Luisa reforça que incentivar mulheres na ciência é uma questão que começa na base, visto que é necessário estimular a cultura científica desde cedo. Ainda há muitos preconceitos, como o estereótipo de que mulheres loiras têm menos QI.

“É fundamental reconhecer e dar visibilidade às mulheres que estão fazendo ciência e inovação, para inspirar outras a seguirem esse caminho”, reforçou.

Festival Curicaca encanta

Pela primeira vez no Festival Curicaca, a servidora pública federal Tatiana Silva, moradora de Brasília há 15 anos, aproveitou o sábado para acompanhar o marido — filósofo e doutorando em Filosofia — que participava de uma atividade que abordava a importância da filosofia nas escolas.

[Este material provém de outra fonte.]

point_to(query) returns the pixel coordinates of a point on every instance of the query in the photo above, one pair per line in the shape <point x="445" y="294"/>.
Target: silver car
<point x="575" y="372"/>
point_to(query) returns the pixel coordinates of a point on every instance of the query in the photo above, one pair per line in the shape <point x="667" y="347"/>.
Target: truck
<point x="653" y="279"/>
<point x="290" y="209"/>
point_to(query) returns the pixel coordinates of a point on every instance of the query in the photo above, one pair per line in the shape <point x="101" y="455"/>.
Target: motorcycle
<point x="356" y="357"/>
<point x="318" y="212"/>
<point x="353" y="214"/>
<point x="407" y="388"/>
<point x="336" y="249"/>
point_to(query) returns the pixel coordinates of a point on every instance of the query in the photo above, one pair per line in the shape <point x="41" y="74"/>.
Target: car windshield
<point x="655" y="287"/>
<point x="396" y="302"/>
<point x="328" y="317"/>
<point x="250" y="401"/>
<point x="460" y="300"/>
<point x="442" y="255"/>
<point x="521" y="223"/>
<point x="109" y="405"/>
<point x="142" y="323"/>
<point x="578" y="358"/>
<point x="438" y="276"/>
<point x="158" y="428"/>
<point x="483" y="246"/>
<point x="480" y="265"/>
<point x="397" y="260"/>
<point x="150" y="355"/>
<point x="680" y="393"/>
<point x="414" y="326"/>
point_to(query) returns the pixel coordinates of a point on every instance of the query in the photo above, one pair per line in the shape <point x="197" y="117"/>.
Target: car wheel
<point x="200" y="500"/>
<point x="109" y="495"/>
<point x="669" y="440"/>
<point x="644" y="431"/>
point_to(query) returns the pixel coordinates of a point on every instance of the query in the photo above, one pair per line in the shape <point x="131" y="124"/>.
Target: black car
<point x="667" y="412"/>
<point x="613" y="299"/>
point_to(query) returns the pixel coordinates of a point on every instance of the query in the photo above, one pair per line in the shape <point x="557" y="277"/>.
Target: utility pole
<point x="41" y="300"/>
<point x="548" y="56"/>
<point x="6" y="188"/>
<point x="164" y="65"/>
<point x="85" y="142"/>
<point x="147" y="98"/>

Encantada com a estrutura e a diversidade de atrações, Tatiana destacou a amplitude do evento.

“Achei bem interessante, é muito amplo, com muitos estandes e atividades simultâneas. Vi muitos estudantes participando, o que é ótimo. O pessoal comentou que os dias anteriores foram ainda mais intensos, com muita movimentação”, relatou.

A servidora também elogiou a presença de instituições de ensino de diferentes regiões do país.

“Há oficinas com estudantes mostrando o que estão desenvolvendo. Fiquei super curiosa e animada para explorar mais o espaço. É uma grande realização, que precisa ser cada vez mais divulgada”, afirmou.

Tatiana Silva foi aproveitar a manhã de sábado no Festival Curicaca

Para Tatiana, o festival cumpre um papel importante ao aproximar o público da produção científica e tecnológica feita nas universidades e institutos federais.

“É essencial que não apenas estudantes, mas também gestores públicos conheçam o que está sendo produzido nas instituições de ensino. Isso amplia as possibilidades de colaboração e dá mais visibilidade a essas iniciativas”, destacou.

Ela garante que agora será uma divulgadora do festival. “Quem não veio, precisa conhecer nas próximas edições. É um evento muito vivo, com essa troca entre profissionais, pesquisadores e estudantes de todo o país.”